Developmental Medicine Center and associate chief of the Division of General Pediatrics, Children's Hospital, Harvard Medical School

We evaluated community general education (CGE; n = 178), community special education (CSE; n = 30) and hospital-referred (HR, n = 145) children (ages 7-6 to 11-11) prospectively over a 2-year period. During this period, 17 CGE children were referred for evaluation (community referred; CR). Prior to referral, CR children performed more poorly than community-nonreferred (CNR) children on cognitive ability, academic achievement, attention problems, and information processing. CR group performance was equivalent to that of CSE and HR groups, but HR children showed poorer academic achievement.

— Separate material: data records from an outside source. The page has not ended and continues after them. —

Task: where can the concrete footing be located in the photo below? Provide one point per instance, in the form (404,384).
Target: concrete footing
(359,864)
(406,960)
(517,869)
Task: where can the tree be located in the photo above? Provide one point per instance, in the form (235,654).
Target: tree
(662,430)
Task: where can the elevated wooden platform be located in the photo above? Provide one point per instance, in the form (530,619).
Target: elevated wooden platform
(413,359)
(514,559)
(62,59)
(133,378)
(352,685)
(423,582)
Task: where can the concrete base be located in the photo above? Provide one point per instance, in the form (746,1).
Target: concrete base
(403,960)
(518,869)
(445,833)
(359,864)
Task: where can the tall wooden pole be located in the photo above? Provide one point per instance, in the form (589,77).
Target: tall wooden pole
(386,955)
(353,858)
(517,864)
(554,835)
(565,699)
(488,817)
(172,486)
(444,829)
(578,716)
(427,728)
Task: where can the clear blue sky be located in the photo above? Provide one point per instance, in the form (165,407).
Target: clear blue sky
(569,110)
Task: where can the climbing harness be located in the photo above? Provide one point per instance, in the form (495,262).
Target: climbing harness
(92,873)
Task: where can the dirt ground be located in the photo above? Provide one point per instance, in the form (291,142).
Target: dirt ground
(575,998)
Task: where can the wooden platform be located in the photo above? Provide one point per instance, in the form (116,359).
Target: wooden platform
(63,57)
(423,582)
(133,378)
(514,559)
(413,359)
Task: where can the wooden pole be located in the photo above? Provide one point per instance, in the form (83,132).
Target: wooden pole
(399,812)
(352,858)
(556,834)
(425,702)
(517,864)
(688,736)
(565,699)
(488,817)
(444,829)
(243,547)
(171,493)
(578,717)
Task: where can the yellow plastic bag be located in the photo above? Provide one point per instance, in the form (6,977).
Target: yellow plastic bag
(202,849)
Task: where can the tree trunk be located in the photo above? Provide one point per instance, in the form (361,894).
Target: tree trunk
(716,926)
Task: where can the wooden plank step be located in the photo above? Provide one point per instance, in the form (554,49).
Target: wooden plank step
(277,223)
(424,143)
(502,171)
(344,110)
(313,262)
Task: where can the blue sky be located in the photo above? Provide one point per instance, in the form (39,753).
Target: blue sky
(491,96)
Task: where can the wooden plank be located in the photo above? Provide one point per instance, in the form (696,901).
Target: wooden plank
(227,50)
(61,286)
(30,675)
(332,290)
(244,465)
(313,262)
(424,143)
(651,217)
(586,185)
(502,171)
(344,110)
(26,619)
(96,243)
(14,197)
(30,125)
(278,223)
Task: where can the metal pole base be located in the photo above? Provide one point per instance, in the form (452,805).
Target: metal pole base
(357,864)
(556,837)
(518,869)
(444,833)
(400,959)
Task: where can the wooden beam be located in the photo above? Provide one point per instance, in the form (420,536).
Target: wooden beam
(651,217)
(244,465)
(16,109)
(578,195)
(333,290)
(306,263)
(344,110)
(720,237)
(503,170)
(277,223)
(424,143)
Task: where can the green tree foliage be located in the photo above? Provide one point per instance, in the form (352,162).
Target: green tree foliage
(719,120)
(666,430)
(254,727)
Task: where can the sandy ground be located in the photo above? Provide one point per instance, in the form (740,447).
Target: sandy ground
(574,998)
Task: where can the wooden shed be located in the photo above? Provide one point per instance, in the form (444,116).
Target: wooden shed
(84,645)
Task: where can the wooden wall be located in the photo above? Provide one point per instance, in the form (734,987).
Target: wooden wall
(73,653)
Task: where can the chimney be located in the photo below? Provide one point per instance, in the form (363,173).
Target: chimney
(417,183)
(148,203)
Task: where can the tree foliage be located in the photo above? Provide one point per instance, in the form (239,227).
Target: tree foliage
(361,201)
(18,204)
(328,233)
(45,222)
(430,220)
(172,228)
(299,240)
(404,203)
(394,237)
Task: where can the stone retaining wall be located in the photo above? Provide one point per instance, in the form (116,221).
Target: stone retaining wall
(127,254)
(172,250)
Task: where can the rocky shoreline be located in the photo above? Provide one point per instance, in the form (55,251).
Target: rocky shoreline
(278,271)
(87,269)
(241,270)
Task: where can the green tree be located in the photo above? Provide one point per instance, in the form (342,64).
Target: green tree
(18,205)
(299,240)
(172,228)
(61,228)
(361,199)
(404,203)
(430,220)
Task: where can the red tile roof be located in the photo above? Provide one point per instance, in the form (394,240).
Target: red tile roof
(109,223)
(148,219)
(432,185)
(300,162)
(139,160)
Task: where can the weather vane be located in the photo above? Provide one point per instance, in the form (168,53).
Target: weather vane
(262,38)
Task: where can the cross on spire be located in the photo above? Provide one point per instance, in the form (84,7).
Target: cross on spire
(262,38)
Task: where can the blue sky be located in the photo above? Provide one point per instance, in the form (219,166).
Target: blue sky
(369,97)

Referred children performed more poorly on all measures than nonreferred, whether they met formal diagnostic criteria for a learning disorder or not. Learning disorders may be better conceptualized as a context-dependent problem of functional adaptation than as a disability analogous to physical disabilities, raising questions about the validity of using psychometric test scores as the criterion for identification.